Diagnosis is often reached after extensive tests have shown no other specific cause and the best treatments that can be offered are antispasmodics and fibre boosting tablets. It is unclear what causes IBS in the first place but research has shown links to illness and stress. What ever the cause is, it is becoming evident that people with IBS have an imbalance of gut bacteria and that treatment with traditionally fermented foods and probiotics may be the best way forward. Research has also studied feeding people with this imbalance tablets containing the faeces of people with a healthy bacterial balance with very promising results.

The good news is that progress is being made into understanding more about this ever increasing health issue and that soon we will have much better options available.

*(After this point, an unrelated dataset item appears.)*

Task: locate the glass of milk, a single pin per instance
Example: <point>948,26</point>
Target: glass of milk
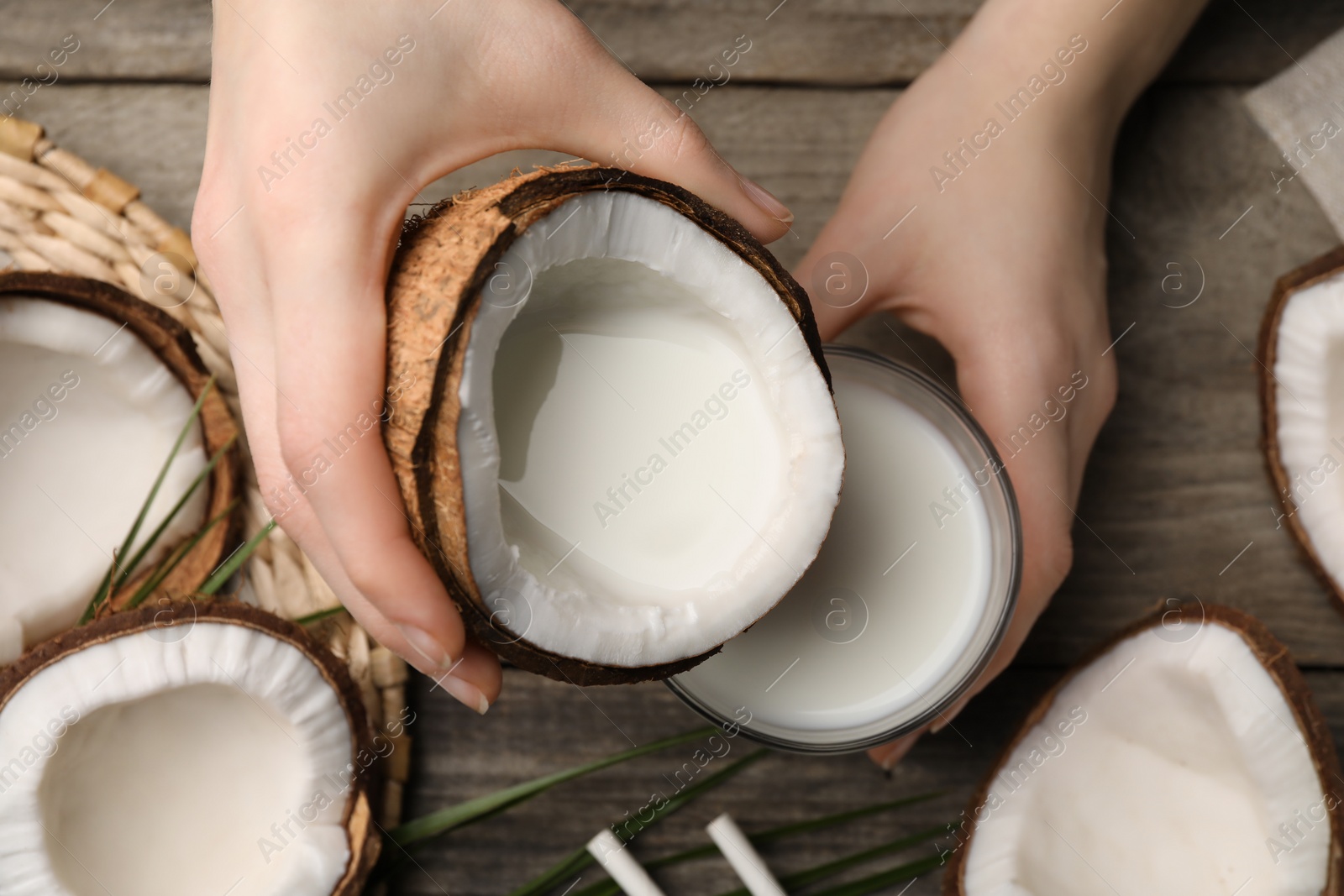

The stress link is apparent and often treating this area can reduce symptoms and the worry associated with the issue. When you are stressed the bowel does not function as efficiently as it does in rest, since the body believes that stressful conditions mean you are in imminent danger of attack and it focuses its energy in being ready to flee or fight. It is possible prolonged periods in this state may be the cause of the bacterial imbalance in the first place and once this occurs the symptoms increase.

A treatment plan that covers all areas of IBS should be the most effective and a course of therapy coupled with dietary changes and increases in healthy bacteria through naturally fermented foods, such as sauerkraut, yogurts containing L.acidophilus or quality health supplements that contain L.acidophilus is to be recommended.